La pregunta por la sostenibilidad es, en el fondo, una pregunta por el sentido que deseamos tomar como sociedad y del sentido individual. ¿Qué sentido tiene añadir años a la vida si no añadimos vida a esos años? ¿Qué sentido tiene pedir a las personas que ahorren más para su vejez si no garantizamos no solo que puedan hacerlo, sino que no garantizamos condiciones dignas en el presente? ¿Qué sentido tiene vivir más, si lo hacemos en ciudades hostiles, en mercados laborales excluyentes, en relaciones atravesadas por la competencia y la autoexigencia? Y, ¿qué sentido es el que queremos tomar como sociedad?
Volvamos para finalizar a la imagen del cansancio. Quizás no sea un síntoma individual, sino una señal colectiva de que necesitamos ciertos cambios, y no en cuestiones referentes al modelo de financiación.
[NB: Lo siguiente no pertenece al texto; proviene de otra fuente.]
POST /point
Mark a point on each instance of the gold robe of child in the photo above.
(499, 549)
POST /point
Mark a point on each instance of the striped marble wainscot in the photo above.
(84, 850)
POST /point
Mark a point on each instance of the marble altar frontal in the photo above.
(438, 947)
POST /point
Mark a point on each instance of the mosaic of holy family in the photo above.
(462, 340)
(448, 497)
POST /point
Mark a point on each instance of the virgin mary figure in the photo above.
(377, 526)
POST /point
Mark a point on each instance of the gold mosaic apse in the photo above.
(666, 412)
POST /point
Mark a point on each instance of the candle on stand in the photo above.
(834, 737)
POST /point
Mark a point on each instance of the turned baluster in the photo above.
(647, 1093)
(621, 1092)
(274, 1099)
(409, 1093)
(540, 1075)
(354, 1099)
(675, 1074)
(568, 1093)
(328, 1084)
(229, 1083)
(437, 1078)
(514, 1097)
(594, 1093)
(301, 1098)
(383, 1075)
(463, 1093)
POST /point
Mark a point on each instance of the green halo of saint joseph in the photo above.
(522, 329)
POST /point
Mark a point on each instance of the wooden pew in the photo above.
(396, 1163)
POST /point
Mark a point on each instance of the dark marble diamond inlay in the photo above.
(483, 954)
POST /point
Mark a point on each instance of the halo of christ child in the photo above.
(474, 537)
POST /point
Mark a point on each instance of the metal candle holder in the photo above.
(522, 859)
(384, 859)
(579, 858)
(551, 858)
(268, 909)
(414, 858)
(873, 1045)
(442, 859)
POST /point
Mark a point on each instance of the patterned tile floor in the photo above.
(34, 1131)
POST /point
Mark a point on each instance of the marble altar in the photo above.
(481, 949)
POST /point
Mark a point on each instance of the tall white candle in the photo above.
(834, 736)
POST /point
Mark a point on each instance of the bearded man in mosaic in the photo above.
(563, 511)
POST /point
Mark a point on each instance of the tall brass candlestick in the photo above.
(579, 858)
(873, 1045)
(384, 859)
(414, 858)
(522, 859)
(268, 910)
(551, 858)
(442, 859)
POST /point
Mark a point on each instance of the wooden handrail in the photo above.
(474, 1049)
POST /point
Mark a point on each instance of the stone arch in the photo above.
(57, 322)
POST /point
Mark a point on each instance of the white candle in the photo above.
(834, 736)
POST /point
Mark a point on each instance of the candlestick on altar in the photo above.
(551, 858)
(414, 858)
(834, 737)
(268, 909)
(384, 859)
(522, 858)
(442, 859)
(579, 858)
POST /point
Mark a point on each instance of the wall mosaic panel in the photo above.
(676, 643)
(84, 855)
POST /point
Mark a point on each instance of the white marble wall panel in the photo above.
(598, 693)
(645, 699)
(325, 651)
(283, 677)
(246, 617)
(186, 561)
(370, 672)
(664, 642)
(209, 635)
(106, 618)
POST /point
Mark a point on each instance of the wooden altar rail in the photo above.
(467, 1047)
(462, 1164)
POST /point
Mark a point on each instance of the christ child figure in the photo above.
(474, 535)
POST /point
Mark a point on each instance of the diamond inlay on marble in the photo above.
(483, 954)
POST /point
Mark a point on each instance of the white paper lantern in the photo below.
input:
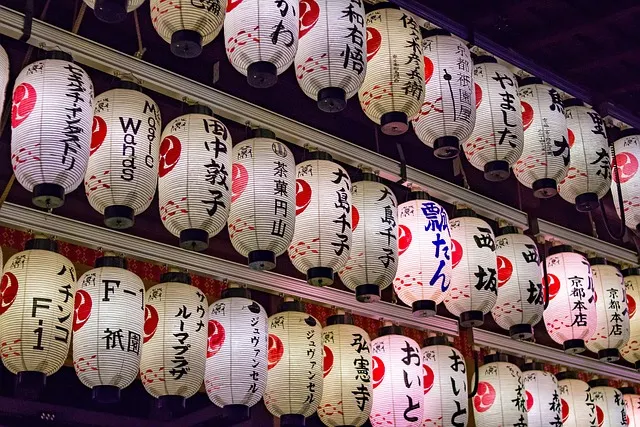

Porque hay algo profundamente insostenible en este modo de vida que nos exige ser eternamente jóvenes, productivos, disponibles, autosuficientes.
Tal vez vivir más no consista tanto en alargar la carrera como en cambiar el rumbo. En aprender a sostenernos mutuamente. En resignificar la longevidad como un bien común, no como una amenaza. En dejar de temer a la vejez como un despojo y empezar a construirla como una etapa valiosa, activa, creativa, digna.
Porque la sostenibilidad no debiera ser solo una palabra que acompaña informes económicos o estrategias climáticas. Es, también, una forma de cuidar lo que importa, que son para mí las personas que conformamos eso que llamamos “sociedad”. Es también preguntarnos por el tipo de vínculos, de ciudades, de políticas y de narrativas que harán posible que tengamos vidas más largas, sí, pero también buenas y merecedoras de ser vividas.
Y eso —ahora que lo pienso, incluso desde el cansancio— no es poca cosa.